Myositis, arthritis, and interstitial lung disease are all symptoms of the antisynthetase syndrome. The most frequent related autoantibody is anti–Jo-1. The purpose of this study was to examine the presentation of anti–Jo-1 antisynthetase syndrome in a single Indian institution. This was a single-center, medical records review research that included individuals with anti–Jo-1 antisynthetase syndrome during a 10-year period. This research comprised 27 individuals with anti–Jo-1 antisynthetase syndrome, with an average age of 40 9.2 years and a female predominance. Only four cases had the typical triad at the time of presentation. The majority of patients came with an incomplete form, with two clinical characteristics in 11 patients and a single feature in 12 patients at the time of their initial presentation. Seven patients came with just polyarthritis, six of whom had previously been diagnosed with rheumatoid arthritis.
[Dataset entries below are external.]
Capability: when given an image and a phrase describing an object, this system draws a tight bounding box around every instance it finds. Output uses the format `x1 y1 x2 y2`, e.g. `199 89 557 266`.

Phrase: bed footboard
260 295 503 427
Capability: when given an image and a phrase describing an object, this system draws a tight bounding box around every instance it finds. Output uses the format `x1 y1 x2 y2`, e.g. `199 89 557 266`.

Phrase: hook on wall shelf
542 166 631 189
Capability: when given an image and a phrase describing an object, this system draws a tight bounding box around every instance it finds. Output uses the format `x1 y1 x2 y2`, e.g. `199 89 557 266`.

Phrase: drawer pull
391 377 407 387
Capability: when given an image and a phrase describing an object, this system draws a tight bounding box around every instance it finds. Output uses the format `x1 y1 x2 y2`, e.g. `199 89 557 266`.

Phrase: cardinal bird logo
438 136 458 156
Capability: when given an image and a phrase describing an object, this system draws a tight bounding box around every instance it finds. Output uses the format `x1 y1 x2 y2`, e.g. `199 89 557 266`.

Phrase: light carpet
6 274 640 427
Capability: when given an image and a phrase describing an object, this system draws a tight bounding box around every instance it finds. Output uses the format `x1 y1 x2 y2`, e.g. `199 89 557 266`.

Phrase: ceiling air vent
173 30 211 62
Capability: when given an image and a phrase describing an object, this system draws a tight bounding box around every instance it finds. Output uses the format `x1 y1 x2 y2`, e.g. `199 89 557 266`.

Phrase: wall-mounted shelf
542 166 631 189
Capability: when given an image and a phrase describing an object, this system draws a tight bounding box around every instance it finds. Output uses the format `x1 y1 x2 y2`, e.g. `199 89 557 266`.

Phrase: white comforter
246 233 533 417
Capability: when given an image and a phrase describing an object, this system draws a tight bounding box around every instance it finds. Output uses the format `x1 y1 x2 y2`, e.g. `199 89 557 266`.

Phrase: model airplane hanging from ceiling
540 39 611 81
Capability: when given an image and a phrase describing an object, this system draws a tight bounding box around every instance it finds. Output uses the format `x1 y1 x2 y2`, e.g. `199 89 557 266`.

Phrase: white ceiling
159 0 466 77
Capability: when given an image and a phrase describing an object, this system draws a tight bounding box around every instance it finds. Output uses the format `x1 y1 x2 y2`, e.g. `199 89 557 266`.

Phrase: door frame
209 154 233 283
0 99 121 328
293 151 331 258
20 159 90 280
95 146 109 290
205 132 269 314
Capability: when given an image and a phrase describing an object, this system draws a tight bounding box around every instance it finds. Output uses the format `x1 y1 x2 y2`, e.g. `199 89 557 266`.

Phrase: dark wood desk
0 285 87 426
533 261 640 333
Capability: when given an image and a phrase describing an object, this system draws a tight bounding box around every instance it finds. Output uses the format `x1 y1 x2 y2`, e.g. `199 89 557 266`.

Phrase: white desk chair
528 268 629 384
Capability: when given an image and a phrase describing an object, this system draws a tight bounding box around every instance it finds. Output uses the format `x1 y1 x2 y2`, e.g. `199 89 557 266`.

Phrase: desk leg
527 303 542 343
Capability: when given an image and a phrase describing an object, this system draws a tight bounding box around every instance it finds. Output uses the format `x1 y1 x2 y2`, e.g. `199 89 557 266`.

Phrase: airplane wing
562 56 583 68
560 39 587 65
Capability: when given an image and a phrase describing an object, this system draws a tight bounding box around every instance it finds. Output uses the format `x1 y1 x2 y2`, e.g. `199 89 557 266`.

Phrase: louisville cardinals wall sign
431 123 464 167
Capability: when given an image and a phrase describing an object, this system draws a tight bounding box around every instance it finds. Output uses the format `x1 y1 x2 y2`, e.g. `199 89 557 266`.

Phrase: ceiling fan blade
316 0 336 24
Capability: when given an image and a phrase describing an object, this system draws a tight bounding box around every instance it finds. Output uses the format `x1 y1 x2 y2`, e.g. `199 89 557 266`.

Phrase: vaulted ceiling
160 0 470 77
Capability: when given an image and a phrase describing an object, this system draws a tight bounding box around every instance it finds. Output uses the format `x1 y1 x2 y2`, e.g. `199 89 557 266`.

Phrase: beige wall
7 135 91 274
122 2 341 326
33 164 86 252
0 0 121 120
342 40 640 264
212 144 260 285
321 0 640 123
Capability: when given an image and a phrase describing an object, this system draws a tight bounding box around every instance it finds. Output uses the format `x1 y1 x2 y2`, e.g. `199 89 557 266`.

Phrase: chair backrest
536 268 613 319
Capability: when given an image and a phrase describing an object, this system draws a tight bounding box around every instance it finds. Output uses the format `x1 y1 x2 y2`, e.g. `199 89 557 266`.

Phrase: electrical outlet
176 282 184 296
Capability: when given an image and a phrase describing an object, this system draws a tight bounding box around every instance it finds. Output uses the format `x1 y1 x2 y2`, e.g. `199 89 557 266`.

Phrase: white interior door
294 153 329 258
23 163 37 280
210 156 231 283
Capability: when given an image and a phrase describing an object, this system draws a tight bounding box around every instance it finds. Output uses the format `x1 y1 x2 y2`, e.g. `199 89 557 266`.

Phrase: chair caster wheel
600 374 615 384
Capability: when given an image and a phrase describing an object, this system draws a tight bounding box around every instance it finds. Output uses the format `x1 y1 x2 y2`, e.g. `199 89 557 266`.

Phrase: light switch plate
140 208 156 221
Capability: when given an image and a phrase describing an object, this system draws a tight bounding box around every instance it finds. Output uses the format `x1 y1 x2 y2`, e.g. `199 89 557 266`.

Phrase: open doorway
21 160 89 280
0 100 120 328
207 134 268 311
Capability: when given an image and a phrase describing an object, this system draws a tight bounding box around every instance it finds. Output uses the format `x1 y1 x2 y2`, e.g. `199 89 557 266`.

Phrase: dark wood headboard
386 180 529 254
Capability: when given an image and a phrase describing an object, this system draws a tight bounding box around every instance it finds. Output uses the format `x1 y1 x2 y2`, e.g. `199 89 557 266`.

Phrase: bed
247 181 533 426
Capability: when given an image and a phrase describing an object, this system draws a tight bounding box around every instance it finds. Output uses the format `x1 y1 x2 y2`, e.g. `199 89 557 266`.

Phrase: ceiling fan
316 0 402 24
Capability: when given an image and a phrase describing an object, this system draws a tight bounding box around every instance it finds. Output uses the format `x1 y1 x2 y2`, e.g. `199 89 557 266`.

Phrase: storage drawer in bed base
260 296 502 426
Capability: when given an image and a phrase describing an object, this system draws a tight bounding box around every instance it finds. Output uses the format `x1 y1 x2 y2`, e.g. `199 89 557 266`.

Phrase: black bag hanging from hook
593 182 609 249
The time span between being diagnosed with “rheumatoid arthritis” and developing antisynthetase syndrome ranged from 3 to 20 years. There was a substantially longer delay in diagnosing antisynthetase syndrome in patients who had just arthritis at the start, a greater frequency of rheumatoid factor, and a lower frequency of anti–Ro-52. With the exception of two patients, the overall result was favorable, with Eastern Cooperative Oncology Group class 1 or 2 in the majority of cases.

Anti–Jo-1 antisynthetase syndrome is frequently incomplete and only manifests as arthritis. For many years, many individuals are identified and treated as having rheumatoid arthritis before being diagnosed with the antisynthetase syndrome. By carefully seeking minor signs, being aware of this presentation may aid in earlier diagnosis.